Everything should now line up perfectly. If it doesn’t, check your axis settings (either you fixed them to the wrong values, or you forgot to fix them entirely), your padding, and your sheet fit (all three sheets should be set to Entire View).

Bonus step: Actions

Personally, I like some interactivity in my dashboard. So I have set up four highlight actions:

Action 1:

  • Source sheet: Left bar
  • Target sheet: Sankey
  • Target highlighting: selected fields, Dimension 1

Action 2:

  • Source sheet: Right bar
  • Target sheet: Sankey
  • Target highlighting: selected fields, Dimension 2

Action 3:

  • Source sheet: Sankey
  • Target sheet: Left bar
  • Target highlighting: selected fields, Dimension 1

Action 4:

  • Source sheet: Sankey
  • Target sheet: Right bar
  • Target highlighting: selected fields, Dimension 2

Another bonus step: Combined field

You may want to use a field in your view that combines Dimensions 1 and 2, for whatever reason (Actions and colouring being the most likely reasons). Make sure to have it underneath Dimensions 1 and 2 in the marks card, but above Path Frame (bin).

This will throw all your carefully computed nested table calculations for a loop. Adapt all table calculations (see Step 10) like this:

  • If only Path Frame (bin) is specified, or if the computation is set to Table (across), leave this as-is.
  • If both Dimension 1 and Dimension 2 are selected in whatever order, you need to select the combined field, as well. Move this combined field to be underneath both Dimensions 1 and 2, in whatever order those two may be according to Step 10.

Disclaimer: This may not work

I built a Sankey chart with five different data sets, following the above instructions to a T (pun somewhat intended). In three instances, they worked like a charm. In two instances, the Sankey arms were weirdly layered on top of one another (easily visible by reducing Opacity). Even using one of the workbooks where the Sankey worked correctly and replacing the data source resulted in the layered, dysfunctional version.
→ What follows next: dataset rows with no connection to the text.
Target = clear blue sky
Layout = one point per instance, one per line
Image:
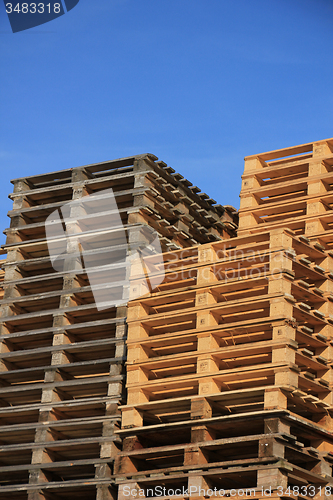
(199, 83)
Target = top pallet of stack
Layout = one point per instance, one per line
(291, 188)
(147, 191)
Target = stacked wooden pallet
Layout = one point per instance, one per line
(229, 373)
(61, 358)
(292, 188)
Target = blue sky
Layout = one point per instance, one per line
(199, 83)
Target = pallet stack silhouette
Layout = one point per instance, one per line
(225, 388)
(62, 375)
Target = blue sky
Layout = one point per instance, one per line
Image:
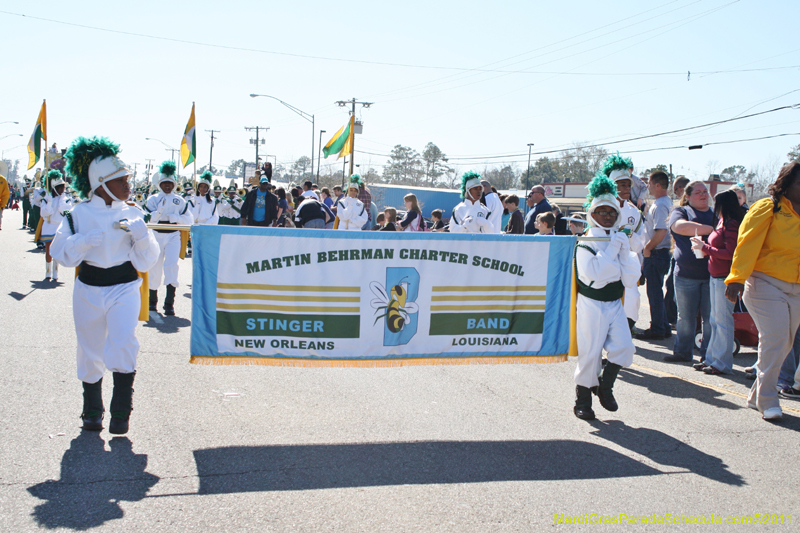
(553, 73)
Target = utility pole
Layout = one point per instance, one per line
(256, 140)
(211, 151)
(353, 102)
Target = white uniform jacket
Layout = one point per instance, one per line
(206, 213)
(495, 207)
(168, 208)
(52, 211)
(118, 246)
(608, 264)
(471, 217)
(38, 194)
(352, 214)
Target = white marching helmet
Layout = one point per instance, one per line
(104, 169)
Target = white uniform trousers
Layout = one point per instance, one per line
(170, 245)
(632, 303)
(601, 325)
(105, 324)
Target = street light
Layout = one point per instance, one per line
(319, 155)
(302, 114)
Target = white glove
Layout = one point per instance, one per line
(138, 229)
(91, 239)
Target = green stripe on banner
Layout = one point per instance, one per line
(490, 323)
(288, 325)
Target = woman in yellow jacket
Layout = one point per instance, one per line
(766, 268)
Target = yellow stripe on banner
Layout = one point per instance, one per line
(286, 288)
(481, 298)
(374, 363)
(489, 288)
(288, 308)
(283, 297)
(487, 308)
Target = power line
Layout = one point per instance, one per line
(404, 65)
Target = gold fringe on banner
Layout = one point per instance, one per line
(373, 363)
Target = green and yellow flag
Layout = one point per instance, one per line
(39, 134)
(188, 143)
(342, 142)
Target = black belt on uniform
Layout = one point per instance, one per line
(106, 277)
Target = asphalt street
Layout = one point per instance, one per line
(436, 448)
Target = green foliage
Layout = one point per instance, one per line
(465, 178)
(81, 154)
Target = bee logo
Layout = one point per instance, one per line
(394, 305)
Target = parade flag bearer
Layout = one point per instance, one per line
(166, 207)
(106, 301)
(604, 269)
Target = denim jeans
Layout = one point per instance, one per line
(654, 269)
(720, 345)
(669, 298)
(693, 296)
(787, 376)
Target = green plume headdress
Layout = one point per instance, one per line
(53, 175)
(168, 168)
(356, 180)
(615, 162)
(469, 177)
(600, 185)
(81, 154)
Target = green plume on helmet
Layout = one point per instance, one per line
(168, 168)
(356, 179)
(465, 178)
(615, 162)
(52, 176)
(81, 154)
(600, 184)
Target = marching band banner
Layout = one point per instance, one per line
(275, 296)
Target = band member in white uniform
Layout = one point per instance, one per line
(166, 207)
(604, 269)
(351, 211)
(471, 216)
(206, 206)
(53, 206)
(106, 301)
(631, 221)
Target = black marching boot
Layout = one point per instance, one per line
(153, 300)
(169, 301)
(583, 403)
(121, 403)
(92, 415)
(604, 392)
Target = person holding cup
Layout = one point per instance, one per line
(694, 217)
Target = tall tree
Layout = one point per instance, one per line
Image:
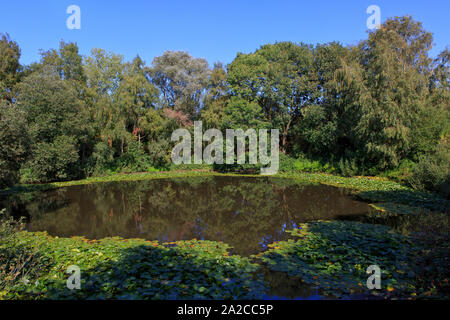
(182, 80)
(9, 67)
(280, 79)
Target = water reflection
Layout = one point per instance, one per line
(246, 213)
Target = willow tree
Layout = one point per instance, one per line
(396, 72)
(182, 81)
(9, 67)
(279, 78)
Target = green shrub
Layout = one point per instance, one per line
(54, 161)
(19, 264)
(432, 173)
(135, 159)
(14, 144)
(401, 173)
(159, 154)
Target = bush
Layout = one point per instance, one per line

I have been unable to determine why that happens and how to correct this behaviour. My best guess is, your data source may have too few values. Why that should make a difference, I have no idea.

If these instructions worked for you, good for you! If they didn’t, I probably cannot help you. But I will read your findings with great interest once you publish a blog post on why this behaviour happens and how to solve it. Thanks!